For the past few years, AOpen has been quick to embrace new technologies, including from sources other than Intel. They were one of the first manufacturers to support the VIA MVP3 chipset and AMD K6-2 processors, the VIA Apollo Pro and now the Apollo Pro133 chipset. Though Intel was making threats to sue VIA and any manufacturer who used this chipset back in August, AOpen stood fast. The resulting motherboard is the AX63 Pro.

Though VIA has gained the unfortunate reputation of producing inferior chipsets, particularly when it comes to performance, our tests show that the Apollo Pro133 chipset compares very favorably to the BX chipset under Windows 98 and Windows NT. Using PC133 SDRAM the BX was only 2% or so faster, however we also tested the AX63 Pro with VCSDRAM from NEC, and found that in all cases the AX63 Pro showed a very slight performance edge in all tests under Winstone 99 (business and high-end) and 3DMark99 Max Pro. The only difference between the two systems was the motherboard, and both were set to ‘Turbo Default’ values in the BIOS, with the exception that CAS Latency was set to ‘3’ for 133MHz FSB settings.

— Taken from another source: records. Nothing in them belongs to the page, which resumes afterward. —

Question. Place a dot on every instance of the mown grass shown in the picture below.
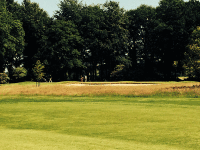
(111, 122)
(56, 116)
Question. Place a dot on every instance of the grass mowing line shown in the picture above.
(144, 123)
(32, 139)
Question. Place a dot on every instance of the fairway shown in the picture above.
(108, 122)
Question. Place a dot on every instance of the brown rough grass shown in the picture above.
(67, 89)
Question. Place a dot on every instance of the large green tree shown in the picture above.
(62, 55)
(11, 39)
(171, 34)
(192, 56)
(36, 23)
(142, 41)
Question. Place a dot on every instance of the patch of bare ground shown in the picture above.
(105, 89)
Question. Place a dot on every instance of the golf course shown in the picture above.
(100, 115)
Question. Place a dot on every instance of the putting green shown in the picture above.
(47, 122)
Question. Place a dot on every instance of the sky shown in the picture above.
(52, 5)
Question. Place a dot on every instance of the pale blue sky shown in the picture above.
(51, 5)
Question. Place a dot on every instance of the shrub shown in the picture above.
(3, 78)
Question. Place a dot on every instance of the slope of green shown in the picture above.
(99, 123)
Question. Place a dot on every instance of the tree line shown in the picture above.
(104, 41)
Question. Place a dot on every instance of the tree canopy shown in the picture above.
(103, 41)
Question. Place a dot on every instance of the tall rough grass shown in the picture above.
(190, 89)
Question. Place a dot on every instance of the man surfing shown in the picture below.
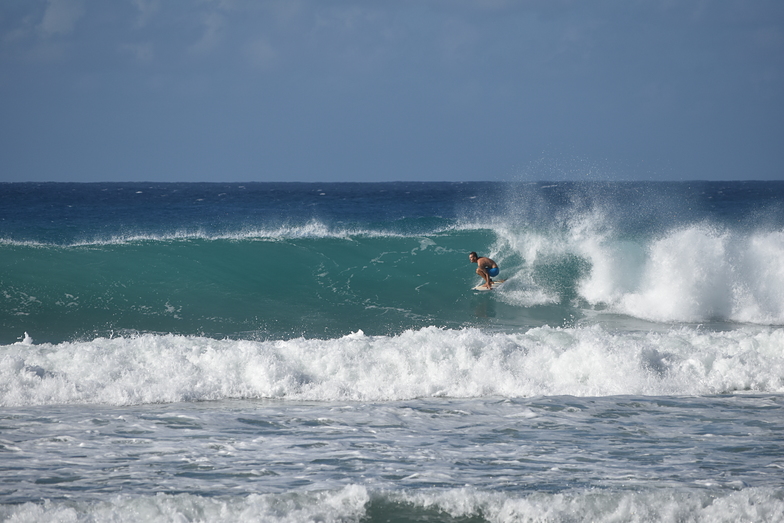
(486, 268)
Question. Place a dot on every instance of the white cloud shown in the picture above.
(61, 16)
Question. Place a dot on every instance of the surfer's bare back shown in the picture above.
(486, 268)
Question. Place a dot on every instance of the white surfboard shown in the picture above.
(481, 286)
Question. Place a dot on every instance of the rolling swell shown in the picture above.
(317, 286)
(324, 285)
(279, 261)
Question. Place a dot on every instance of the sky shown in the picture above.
(365, 90)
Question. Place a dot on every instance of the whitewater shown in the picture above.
(313, 352)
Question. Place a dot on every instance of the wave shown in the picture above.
(358, 503)
(429, 362)
(312, 229)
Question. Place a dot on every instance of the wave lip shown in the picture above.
(430, 362)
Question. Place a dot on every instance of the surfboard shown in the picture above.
(481, 286)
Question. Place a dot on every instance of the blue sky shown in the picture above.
(299, 90)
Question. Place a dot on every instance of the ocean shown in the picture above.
(315, 352)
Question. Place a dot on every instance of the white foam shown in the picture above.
(695, 273)
(352, 503)
(347, 504)
(430, 362)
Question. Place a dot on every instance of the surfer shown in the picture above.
(486, 268)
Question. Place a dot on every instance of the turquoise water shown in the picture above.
(304, 352)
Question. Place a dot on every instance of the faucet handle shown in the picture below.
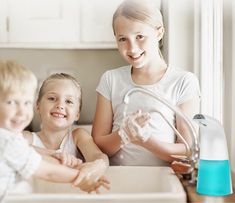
(182, 158)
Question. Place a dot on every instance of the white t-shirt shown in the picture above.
(67, 145)
(18, 160)
(176, 86)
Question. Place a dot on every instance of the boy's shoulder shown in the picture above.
(6, 134)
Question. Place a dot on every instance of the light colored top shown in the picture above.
(177, 86)
(67, 145)
(18, 161)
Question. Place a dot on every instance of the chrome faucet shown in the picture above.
(193, 150)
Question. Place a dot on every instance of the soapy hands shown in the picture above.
(135, 128)
(91, 176)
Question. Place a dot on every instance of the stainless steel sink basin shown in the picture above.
(132, 184)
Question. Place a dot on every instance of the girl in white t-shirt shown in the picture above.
(59, 104)
(147, 138)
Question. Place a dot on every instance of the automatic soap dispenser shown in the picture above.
(214, 174)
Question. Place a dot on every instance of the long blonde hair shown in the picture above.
(139, 10)
(142, 11)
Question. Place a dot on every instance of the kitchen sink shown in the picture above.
(129, 184)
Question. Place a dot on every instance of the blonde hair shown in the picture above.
(139, 10)
(61, 76)
(143, 11)
(16, 77)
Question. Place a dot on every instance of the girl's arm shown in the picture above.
(93, 170)
(164, 150)
(50, 170)
(107, 141)
(87, 146)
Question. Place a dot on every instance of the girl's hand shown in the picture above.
(67, 159)
(135, 128)
(91, 177)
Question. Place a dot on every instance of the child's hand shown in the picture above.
(91, 177)
(135, 127)
(67, 159)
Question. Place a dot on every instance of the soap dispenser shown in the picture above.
(214, 174)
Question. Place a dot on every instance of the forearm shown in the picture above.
(51, 170)
(164, 150)
(44, 151)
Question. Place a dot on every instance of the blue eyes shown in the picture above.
(55, 99)
(123, 39)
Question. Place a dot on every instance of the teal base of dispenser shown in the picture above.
(214, 178)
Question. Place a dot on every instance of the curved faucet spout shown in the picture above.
(192, 152)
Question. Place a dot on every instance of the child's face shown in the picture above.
(137, 42)
(59, 105)
(16, 110)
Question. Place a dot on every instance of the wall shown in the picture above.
(88, 65)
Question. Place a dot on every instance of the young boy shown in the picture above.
(18, 160)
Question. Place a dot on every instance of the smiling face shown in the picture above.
(59, 105)
(137, 42)
(16, 110)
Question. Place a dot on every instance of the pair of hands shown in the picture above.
(135, 128)
(91, 174)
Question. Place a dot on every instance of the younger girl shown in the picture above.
(59, 105)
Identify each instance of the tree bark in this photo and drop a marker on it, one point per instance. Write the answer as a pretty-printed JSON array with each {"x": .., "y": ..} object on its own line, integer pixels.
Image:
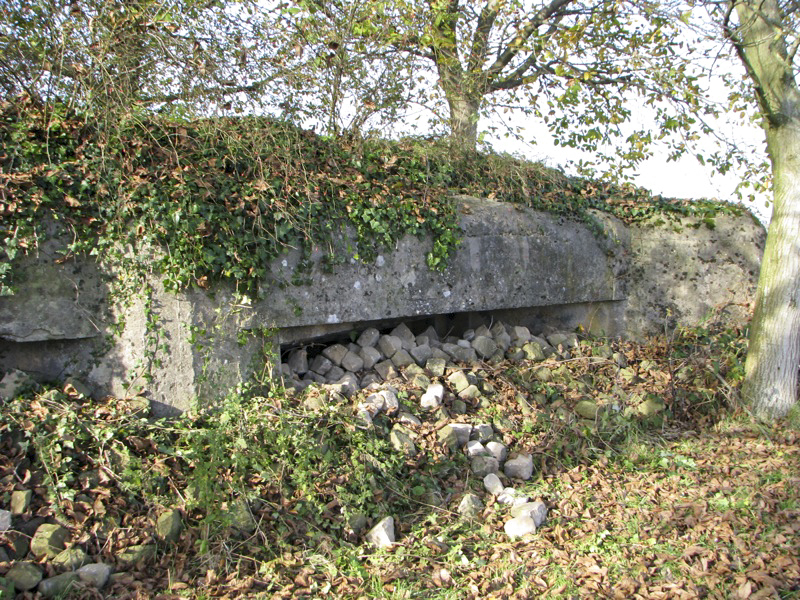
[
  {"x": 770, "y": 385},
  {"x": 463, "y": 122}
]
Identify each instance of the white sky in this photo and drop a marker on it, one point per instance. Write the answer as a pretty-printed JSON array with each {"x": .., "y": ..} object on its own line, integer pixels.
[{"x": 685, "y": 178}]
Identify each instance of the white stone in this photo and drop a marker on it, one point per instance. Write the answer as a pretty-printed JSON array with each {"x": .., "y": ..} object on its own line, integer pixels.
[
  {"x": 462, "y": 431},
  {"x": 475, "y": 448},
  {"x": 493, "y": 484},
  {"x": 498, "y": 450},
  {"x": 519, "y": 527},
  {"x": 95, "y": 574},
  {"x": 382, "y": 535},
  {"x": 432, "y": 398},
  {"x": 536, "y": 510},
  {"x": 390, "y": 402}
]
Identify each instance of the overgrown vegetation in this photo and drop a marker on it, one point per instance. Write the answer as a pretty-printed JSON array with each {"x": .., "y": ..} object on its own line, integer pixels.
[
  {"x": 688, "y": 501},
  {"x": 221, "y": 198}
]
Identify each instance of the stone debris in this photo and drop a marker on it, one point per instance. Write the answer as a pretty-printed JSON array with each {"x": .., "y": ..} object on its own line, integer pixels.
[
  {"x": 382, "y": 535},
  {"x": 519, "y": 527},
  {"x": 49, "y": 540},
  {"x": 519, "y": 467},
  {"x": 386, "y": 355},
  {"x": 470, "y": 506}
]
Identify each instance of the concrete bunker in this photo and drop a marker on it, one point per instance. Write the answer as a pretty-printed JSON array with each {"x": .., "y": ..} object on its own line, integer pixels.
[{"x": 515, "y": 265}]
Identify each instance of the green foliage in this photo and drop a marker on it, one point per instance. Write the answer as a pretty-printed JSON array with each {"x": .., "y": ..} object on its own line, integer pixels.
[{"x": 221, "y": 198}]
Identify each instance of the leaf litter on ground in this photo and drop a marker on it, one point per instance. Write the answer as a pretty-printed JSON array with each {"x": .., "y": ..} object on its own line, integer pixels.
[{"x": 697, "y": 502}]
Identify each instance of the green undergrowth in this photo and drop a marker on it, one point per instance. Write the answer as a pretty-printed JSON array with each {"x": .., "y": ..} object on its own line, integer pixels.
[
  {"x": 221, "y": 198},
  {"x": 306, "y": 476}
]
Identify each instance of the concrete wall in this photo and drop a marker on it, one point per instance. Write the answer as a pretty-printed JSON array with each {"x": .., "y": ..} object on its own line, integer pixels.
[{"x": 532, "y": 267}]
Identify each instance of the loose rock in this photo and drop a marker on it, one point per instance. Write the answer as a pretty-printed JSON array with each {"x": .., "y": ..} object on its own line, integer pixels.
[
  {"x": 470, "y": 506},
  {"x": 382, "y": 535},
  {"x": 519, "y": 527}
]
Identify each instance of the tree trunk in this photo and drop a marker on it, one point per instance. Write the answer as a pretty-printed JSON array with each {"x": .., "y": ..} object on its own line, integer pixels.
[
  {"x": 770, "y": 385},
  {"x": 463, "y": 122}
]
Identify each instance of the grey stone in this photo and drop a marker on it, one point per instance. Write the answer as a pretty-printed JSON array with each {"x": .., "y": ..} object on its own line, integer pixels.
[
  {"x": 402, "y": 359},
  {"x": 420, "y": 382},
  {"x": 470, "y": 506},
  {"x": 520, "y": 334},
  {"x": 169, "y": 526},
  {"x": 475, "y": 448},
  {"x": 519, "y": 527},
  {"x": 430, "y": 334},
  {"x": 406, "y": 418},
  {"x": 298, "y": 361},
  {"x": 352, "y": 362},
  {"x": 465, "y": 355},
  {"x": 482, "y": 432},
  {"x": 7, "y": 591},
  {"x": 382, "y": 535},
  {"x": 75, "y": 387},
  {"x": 370, "y": 356},
  {"x": 24, "y": 575},
  {"x": 439, "y": 353},
  {"x": 515, "y": 354},
  {"x": 536, "y": 510},
  {"x": 493, "y": 484},
  {"x": 57, "y": 586},
  {"x": 406, "y": 337},
  {"x": 347, "y": 385},
  {"x": 533, "y": 351},
  {"x": 436, "y": 366},
  {"x": 391, "y": 404},
  {"x": 335, "y": 354},
  {"x": 463, "y": 431},
  {"x": 134, "y": 555},
  {"x": 470, "y": 393},
  {"x": 520, "y": 467},
  {"x": 433, "y": 396},
  {"x": 498, "y": 450},
  {"x": 511, "y": 496},
  {"x": 71, "y": 558},
  {"x": 321, "y": 365},
  {"x": 357, "y": 523},
  {"x": 650, "y": 406},
  {"x": 483, "y": 465},
  {"x": 401, "y": 441},
  {"x": 386, "y": 370},
  {"x": 448, "y": 438},
  {"x": 482, "y": 330},
  {"x": 95, "y": 574},
  {"x": 20, "y": 501},
  {"x": 389, "y": 345},
  {"x": 629, "y": 277},
  {"x": 459, "y": 407},
  {"x": 458, "y": 381},
  {"x": 421, "y": 354},
  {"x": 368, "y": 338},
  {"x": 370, "y": 379},
  {"x": 49, "y": 540},
  {"x": 503, "y": 342},
  {"x": 484, "y": 346},
  {"x": 14, "y": 383},
  {"x": 587, "y": 409},
  {"x": 335, "y": 374},
  {"x": 362, "y": 414}
]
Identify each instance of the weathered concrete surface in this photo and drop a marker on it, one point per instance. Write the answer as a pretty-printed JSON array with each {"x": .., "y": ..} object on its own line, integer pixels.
[{"x": 533, "y": 267}]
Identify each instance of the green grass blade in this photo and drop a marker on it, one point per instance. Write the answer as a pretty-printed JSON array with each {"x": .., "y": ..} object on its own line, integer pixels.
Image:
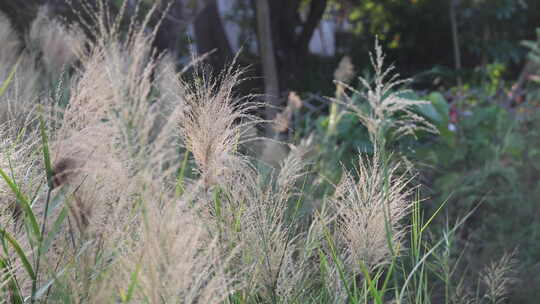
[
  {"x": 46, "y": 153},
  {"x": 23, "y": 202},
  {"x": 8, "y": 80},
  {"x": 13, "y": 287},
  {"x": 19, "y": 251}
]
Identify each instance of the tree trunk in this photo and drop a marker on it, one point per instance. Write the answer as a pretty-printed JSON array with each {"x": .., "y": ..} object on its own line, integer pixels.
[
  {"x": 211, "y": 36},
  {"x": 271, "y": 81}
]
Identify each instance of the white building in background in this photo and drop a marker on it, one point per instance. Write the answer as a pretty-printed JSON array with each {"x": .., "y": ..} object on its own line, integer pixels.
[{"x": 322, "y": 43}]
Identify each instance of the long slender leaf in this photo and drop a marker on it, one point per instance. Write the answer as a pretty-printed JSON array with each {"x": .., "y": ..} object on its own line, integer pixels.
[
  {"x": 23, "y": 202},
  {"x": 8, "y": 80},
  {"x": 19, "y": 251}
]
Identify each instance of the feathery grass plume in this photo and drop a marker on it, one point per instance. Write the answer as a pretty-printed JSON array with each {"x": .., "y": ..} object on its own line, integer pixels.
[
  {"x": 274, "y": 259},
  {"x": 175, "y": 258},
  {"x": 214, "y": 123},
  {"x": 499, "y": 277},
  {"x": 10, "y": 42},
  {"x": 384, "y": 102},
  {"x": 17, "y": 67},
  {"x": 59, "y": 45},
  {"x": 369, "y": 213}
]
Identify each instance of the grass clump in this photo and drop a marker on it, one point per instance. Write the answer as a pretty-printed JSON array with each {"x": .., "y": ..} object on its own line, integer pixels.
[{"x": 135, "y": 190}]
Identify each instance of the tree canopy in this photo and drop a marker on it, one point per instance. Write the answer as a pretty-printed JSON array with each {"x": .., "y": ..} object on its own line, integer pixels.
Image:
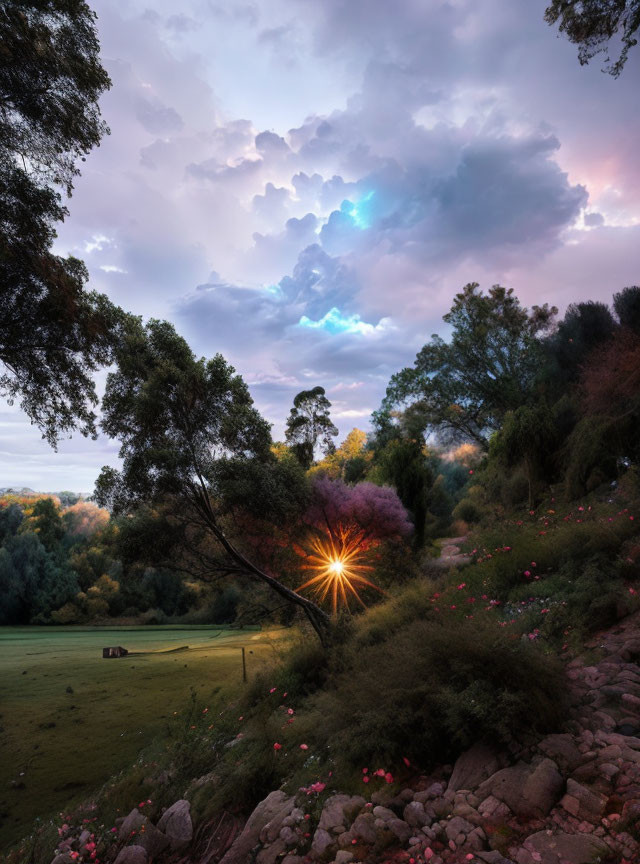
[
  {"x": 193, "y": 446},
  {"x": 462, "y": 389},
  {"x": 309, "y": 425},
  {"x": 592, "y": 24},
  {"x": 54, "y": 333}
]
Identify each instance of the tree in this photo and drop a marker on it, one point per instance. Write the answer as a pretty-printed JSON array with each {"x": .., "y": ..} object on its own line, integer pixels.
[
  {"x": 192, "y": 445},
  {"x": 527, "y": 435},
  {"x": 309, "y": 424},
  {"x": 53, "y": 333},
  {"x": 591, "y": 24},
  {"x": 627, "y": 307},
  {"x": 462, "y": 389},
  {"x": 584, "y": 328}
]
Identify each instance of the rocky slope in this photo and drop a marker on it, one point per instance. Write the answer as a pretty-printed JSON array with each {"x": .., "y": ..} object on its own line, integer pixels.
[{"x": 571, "y": 798}]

Our test system included an AOpen AX63 Pro Pentium II 400MHz, 128MB PC133 SDRAM (several manufacturers), W.D 8.4GB UDMA/66 HDD, a Matrox Millenium PCI card (8MB) and a Voodoo3 3000 AGP card (16MB). Tests with SCSI equipment included an Adaptec AHA-2940UW and Domex 3192U adapters (both PCI), Quantum 540MB SCSI-1 HDD and Toshiba TA5401B 4x CDROM.